Warby seems to get that purchase funnels are now petri dishes. Try as marketers may, customers can't be leaf-blown into a pile of profit without some blowback. Instead, CRM is more like a pleasant waiting room at a spa, where time, tools and information are lavished on thankful customers. In an era when sales forces are judged on metrics such as maximizing revenue and shortening the sales cycle, this philosophy may seem counterintuitive. But in the 'slow sales' model the margin is built into the relationship. Since Warby Parker charges about $95 for a pair of glasses, the company's profitability (presumably) falls with the length of time it takes to convert a sale—but only unless other costs, such as customer returns, complaints, and most importantly, churn, are reduced. Despite these obstacles, Warby Parker has been profitable from its first year.
WeGoLook.com asks its customers to bear an even greater load. Let's say there's a designer purse on eBay for $20, but you're afraid that deal might be too good to be true. Rather than rely on the seller to ensure the authenticity and quality of the product, you pay WeGoLook.com $49 to provide independent confirmation that the item meets all the seller's claims. The website employs 7,000 inspectors who can travel anywhere in the U.S. to inspect any item ranging from a pair of shoes to a rental vacation house. The sales process pauses to become an audit, while the responsibility for ensuring product integrity shifts from seller to buyer. Savvy Internet shoppers everywhere can rejoice.

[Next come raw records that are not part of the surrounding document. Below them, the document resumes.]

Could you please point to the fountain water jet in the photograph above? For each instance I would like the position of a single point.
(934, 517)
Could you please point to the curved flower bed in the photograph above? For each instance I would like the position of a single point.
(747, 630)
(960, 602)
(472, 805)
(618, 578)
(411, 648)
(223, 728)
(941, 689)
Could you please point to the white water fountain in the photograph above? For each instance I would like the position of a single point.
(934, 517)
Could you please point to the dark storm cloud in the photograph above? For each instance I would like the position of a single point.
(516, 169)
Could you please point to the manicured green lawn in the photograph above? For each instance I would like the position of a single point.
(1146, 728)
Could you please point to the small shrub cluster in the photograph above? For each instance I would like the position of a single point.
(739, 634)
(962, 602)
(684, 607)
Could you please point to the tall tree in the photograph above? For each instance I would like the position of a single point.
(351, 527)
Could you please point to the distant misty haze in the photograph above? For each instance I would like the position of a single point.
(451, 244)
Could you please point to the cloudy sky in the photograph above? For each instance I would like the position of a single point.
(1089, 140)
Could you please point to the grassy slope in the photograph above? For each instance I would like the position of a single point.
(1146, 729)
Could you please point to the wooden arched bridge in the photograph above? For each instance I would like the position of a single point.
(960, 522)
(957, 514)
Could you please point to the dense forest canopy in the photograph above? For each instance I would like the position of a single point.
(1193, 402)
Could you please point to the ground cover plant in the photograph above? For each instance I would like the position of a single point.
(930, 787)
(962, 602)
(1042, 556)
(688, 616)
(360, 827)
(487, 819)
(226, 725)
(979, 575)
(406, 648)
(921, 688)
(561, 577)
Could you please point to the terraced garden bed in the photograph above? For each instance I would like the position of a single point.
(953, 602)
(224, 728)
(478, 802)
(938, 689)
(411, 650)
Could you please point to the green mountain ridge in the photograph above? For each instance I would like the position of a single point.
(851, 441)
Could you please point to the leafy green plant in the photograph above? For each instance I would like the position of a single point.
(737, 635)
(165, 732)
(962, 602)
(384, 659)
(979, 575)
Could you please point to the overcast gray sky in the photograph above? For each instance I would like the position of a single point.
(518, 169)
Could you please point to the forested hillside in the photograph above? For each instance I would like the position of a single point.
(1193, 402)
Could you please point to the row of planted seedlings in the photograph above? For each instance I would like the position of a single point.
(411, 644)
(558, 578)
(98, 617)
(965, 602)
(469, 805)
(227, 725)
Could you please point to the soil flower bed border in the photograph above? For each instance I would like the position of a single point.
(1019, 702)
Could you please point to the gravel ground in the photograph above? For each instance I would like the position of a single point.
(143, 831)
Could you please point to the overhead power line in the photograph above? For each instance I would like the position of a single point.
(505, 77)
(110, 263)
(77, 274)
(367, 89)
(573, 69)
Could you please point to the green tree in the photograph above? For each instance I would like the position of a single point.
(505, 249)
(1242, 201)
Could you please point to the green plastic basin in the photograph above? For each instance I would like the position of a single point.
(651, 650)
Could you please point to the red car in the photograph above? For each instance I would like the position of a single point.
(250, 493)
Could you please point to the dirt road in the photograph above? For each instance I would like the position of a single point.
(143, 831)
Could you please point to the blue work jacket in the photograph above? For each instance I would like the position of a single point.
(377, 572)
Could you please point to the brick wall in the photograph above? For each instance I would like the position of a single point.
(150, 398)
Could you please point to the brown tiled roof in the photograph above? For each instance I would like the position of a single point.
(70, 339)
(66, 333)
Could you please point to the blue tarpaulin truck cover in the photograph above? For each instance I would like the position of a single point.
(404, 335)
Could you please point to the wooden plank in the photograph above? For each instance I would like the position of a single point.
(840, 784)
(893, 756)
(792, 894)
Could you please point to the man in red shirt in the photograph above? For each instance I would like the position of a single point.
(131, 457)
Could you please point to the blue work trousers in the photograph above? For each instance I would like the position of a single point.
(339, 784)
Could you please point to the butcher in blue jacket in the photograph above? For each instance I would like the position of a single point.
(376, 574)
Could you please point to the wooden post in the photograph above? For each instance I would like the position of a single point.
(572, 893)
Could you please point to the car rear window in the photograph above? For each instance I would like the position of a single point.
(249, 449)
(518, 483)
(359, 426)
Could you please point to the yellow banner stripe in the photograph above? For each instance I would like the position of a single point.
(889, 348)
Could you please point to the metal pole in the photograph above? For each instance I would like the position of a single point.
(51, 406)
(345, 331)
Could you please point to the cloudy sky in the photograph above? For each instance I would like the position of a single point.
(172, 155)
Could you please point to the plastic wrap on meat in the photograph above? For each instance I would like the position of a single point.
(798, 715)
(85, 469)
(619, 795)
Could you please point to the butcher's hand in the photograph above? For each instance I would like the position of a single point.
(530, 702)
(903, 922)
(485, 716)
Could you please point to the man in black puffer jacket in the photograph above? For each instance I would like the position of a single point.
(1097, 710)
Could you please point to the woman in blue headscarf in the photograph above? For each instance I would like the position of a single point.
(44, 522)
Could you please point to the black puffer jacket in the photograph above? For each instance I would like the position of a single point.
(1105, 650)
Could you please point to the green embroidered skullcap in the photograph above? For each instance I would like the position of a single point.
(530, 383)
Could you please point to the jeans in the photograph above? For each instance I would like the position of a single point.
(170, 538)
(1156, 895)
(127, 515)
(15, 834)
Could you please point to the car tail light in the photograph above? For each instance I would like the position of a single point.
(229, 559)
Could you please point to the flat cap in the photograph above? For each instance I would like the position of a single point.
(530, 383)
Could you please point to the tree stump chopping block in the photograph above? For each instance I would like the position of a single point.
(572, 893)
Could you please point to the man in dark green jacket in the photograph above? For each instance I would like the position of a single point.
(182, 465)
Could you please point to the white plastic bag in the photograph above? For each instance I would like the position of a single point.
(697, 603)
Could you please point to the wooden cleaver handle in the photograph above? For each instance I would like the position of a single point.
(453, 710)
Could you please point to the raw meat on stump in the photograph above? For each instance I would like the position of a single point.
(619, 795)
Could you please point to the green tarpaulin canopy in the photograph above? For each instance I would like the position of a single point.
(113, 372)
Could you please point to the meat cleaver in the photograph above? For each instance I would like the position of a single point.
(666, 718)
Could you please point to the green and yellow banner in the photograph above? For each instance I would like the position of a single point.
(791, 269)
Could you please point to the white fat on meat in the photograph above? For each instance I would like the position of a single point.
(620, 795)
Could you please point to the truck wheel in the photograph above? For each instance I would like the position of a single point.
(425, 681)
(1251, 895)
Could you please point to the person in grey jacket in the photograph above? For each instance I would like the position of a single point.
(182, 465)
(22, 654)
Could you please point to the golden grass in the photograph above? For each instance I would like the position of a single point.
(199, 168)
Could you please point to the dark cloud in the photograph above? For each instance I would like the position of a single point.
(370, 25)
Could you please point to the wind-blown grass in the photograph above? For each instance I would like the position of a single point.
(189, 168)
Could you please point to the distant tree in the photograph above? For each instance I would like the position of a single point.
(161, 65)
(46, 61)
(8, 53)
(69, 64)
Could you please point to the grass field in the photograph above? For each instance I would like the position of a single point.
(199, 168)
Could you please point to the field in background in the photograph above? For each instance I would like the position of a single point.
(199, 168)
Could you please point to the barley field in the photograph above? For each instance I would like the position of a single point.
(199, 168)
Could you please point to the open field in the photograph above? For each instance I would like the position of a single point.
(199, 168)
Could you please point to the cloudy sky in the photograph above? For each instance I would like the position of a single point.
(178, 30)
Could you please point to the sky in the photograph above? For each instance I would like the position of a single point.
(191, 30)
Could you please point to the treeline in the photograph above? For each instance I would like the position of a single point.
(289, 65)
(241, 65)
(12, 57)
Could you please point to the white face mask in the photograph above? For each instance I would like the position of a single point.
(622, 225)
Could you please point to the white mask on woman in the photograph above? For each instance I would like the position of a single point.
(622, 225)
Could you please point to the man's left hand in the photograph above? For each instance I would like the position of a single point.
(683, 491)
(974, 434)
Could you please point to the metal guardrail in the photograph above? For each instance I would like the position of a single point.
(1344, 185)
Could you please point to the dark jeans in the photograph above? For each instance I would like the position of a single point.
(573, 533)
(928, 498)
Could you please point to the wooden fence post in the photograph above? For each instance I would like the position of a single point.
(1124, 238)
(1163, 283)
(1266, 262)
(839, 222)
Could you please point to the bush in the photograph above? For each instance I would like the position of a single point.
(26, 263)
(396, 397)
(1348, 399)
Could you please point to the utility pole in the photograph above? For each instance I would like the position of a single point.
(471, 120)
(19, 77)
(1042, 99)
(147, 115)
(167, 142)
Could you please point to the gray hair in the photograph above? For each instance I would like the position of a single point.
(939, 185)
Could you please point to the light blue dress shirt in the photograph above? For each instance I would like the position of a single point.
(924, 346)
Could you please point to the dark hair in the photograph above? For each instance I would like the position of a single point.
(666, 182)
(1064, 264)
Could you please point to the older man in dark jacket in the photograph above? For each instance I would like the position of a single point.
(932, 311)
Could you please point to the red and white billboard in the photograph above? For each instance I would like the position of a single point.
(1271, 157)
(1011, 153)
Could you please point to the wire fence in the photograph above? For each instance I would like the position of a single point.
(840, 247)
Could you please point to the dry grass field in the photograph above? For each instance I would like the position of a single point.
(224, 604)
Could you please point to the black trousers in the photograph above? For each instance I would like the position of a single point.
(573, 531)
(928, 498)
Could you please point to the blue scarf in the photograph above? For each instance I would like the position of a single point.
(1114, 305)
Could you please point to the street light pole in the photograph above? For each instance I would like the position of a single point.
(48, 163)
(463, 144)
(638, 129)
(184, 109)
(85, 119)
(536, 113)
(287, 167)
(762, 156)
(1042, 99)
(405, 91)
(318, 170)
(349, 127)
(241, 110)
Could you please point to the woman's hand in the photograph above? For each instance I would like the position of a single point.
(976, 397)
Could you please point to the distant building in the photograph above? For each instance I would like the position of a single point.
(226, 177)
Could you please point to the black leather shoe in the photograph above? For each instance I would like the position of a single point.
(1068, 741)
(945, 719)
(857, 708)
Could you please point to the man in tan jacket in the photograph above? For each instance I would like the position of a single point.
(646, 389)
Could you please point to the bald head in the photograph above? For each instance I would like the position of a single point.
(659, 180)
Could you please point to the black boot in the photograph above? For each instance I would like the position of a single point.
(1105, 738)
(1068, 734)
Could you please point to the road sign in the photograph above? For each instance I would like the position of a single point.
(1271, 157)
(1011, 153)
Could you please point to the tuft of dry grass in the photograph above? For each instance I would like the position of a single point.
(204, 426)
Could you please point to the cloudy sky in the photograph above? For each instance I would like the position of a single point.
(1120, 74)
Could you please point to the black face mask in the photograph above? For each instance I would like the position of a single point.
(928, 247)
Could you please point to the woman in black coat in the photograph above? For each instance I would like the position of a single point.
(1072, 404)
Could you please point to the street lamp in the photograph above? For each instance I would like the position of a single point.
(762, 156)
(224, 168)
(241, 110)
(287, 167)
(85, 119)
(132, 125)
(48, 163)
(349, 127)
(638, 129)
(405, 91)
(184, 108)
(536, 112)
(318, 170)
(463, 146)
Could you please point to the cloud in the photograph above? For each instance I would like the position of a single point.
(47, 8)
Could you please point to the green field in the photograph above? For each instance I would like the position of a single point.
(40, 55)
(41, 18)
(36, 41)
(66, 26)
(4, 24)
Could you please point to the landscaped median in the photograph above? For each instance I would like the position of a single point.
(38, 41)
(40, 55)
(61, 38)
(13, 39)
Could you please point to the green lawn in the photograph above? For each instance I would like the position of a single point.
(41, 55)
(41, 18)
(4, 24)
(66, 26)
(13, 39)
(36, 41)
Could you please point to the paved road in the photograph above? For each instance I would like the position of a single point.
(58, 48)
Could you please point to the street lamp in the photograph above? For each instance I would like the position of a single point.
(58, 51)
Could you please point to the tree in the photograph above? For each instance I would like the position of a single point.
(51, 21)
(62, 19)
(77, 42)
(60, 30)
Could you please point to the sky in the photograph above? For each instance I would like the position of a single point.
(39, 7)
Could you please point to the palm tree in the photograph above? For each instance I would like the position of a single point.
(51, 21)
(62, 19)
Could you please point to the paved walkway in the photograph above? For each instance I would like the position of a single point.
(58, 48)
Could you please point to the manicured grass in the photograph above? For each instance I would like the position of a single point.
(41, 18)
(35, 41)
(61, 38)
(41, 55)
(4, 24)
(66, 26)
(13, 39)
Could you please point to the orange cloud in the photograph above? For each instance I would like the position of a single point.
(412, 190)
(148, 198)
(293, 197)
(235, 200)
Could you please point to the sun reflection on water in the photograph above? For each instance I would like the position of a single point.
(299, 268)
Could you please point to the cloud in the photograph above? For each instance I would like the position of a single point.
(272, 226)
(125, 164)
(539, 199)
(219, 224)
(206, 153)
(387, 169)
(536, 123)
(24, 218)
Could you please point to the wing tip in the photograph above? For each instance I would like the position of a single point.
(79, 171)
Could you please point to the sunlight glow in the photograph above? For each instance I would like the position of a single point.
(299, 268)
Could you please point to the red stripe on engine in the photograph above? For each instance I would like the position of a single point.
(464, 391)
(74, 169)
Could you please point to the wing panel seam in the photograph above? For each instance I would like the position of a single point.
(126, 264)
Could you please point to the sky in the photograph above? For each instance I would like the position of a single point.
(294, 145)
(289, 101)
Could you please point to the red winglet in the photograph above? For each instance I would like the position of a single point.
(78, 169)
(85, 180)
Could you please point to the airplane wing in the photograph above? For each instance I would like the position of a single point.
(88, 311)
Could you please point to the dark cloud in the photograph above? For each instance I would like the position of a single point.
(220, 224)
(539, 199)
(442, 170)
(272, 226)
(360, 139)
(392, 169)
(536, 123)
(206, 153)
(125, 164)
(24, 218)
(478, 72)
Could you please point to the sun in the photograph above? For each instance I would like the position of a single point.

At SquareTrade.com, you can purchase warranties for consumer electronics and appliances at a 40 percent discount over the retailer's option. Instead of fixed plans, you are given a quote based on your strategy for protecting your purchase. And even if your gadget breaks off warranty, turn to iFixit and join their 'global repair community' of people who 'crowd fix' consumer electronics with support and instruction from others.
Elsewhere, the "Kaplan Commitment" program ensures students make an informed decision before paying for school. Kaplan allows students to enroll in classes for over a month and determine if courses are the right fit and meet their needs before making any financial commitment. Students feel less pressure and Kaplan has more stability and predictability in its student base.
The 'slow sales' movement is betting there are intelligent, deliberate customers that prefer 'do-it-your self' service. Granted, getting them to cash register may take longer. But this croc pot technique empowers your customers to contemplate, choose, and commit. The technique is designed to alleviate the extra costs of post-purchase dissonance from returns, customer service time, negative feedback, and customer churn.
The lifetime value of a customer is then defined not by how much he or she buys, but how strongly he or she attaches to and defends a brand choice. And for the Web savvy shopper, this more perfect alignment of information means the responsibility is now yours to be satisfied. As the Warby Parker brand experience demonstrates, if you treat your customer with patience and hand over to them the reigns of the sales process, they'll often take care of the rest.